The previous post looked at the basics of how to create a Smith chart. The Smith chart is the image of a Cartesian grid in the right half-plane under the function
f(z) = (z − 1)/(z + 1).
At the end of the post I noted that evenly distributed grid lines in the z plane result in very unevenly spaced circles on the Smith chart in the w plane. We can fill in the Smith chart how we please by working backward, starting from a desired spacing of circles in the chart and tracing them back to the z plane.
The inverse of the function f is
g(w) = (1 + w)/(1 − w).
Complete circles
The Smith chart contains two kinds of circles: circles that fit entirely inside the chart, which are the images of vertical lines in the z plane, and circles that extend outside the chart, which are the images of horizontal lines. In the image below, the former are blue and the latter are orange.
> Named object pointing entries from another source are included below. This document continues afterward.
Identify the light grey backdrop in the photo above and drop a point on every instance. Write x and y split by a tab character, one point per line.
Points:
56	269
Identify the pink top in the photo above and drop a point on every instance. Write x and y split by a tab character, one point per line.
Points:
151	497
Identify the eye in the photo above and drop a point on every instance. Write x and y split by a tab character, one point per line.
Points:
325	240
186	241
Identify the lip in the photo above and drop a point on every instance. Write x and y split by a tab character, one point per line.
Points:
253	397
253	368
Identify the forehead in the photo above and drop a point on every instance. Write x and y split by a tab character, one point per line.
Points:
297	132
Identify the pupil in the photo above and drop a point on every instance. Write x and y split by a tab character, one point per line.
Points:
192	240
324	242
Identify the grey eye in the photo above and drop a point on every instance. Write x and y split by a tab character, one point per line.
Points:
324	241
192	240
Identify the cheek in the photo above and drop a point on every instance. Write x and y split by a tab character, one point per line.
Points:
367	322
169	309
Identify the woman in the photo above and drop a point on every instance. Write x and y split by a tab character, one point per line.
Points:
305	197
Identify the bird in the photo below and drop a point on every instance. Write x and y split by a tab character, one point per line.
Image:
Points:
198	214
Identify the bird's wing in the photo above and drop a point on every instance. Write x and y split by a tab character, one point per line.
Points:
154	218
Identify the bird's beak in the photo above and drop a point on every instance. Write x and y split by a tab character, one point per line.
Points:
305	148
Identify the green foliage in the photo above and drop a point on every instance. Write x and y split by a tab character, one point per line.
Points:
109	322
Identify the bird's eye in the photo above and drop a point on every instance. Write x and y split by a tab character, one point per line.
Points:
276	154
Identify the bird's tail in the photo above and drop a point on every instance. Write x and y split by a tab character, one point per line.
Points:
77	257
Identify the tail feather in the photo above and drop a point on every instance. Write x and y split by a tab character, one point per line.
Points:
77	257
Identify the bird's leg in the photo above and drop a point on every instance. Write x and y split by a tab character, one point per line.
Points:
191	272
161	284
We can space out the complete (blue) circles how we wish and use the inverse transformation g(w) to determine the corresponding spacing of the vertical lines in the z plane. If we take a point w0 along the horizontal diameter of the Smith chart, w0 is a real number, and so is its inverse z0 = g(w0).
So if we’d like the intersections of the complete circles with the diameter to be uniformly spaced, we pick uniformly spaced points wi and use as our vertical lines in the z plane the lines with real part g(wi).
Here’s the image we’d get if we wanted circles passing through the diameter of the Smith chart at increments of 0.1.

And here’s the corresponding set of vertical lines in the z plane that would produce these circles.

Incomplete circles
Now onto the incomplete circles, the orange circles in the graph above that are perpendicular to the blue circles.
As we showed in the previous post, the outer rim of the Smith chart is the image of the imaginary axis in the z plane under the function f(z). So if we pick a point wi on the rim that we’d like a circle to pass through, we use the horizontal line with imaginary part equal to g(wi).
So if we wanted orange circles to cross the boundary of the Smith chart every 10°, we pick w‘s from the interval [−π, π] spaced π/18 apart.
We can create these lines on the Smith chart below

from these lines in the z plane.

Putting it all together
The image of this grid in the z plane

is the following in the w plane.

Compromise
The Smith charts printed in textbooks use some compromise between even spacing in the w plane and even spacing in the z plane.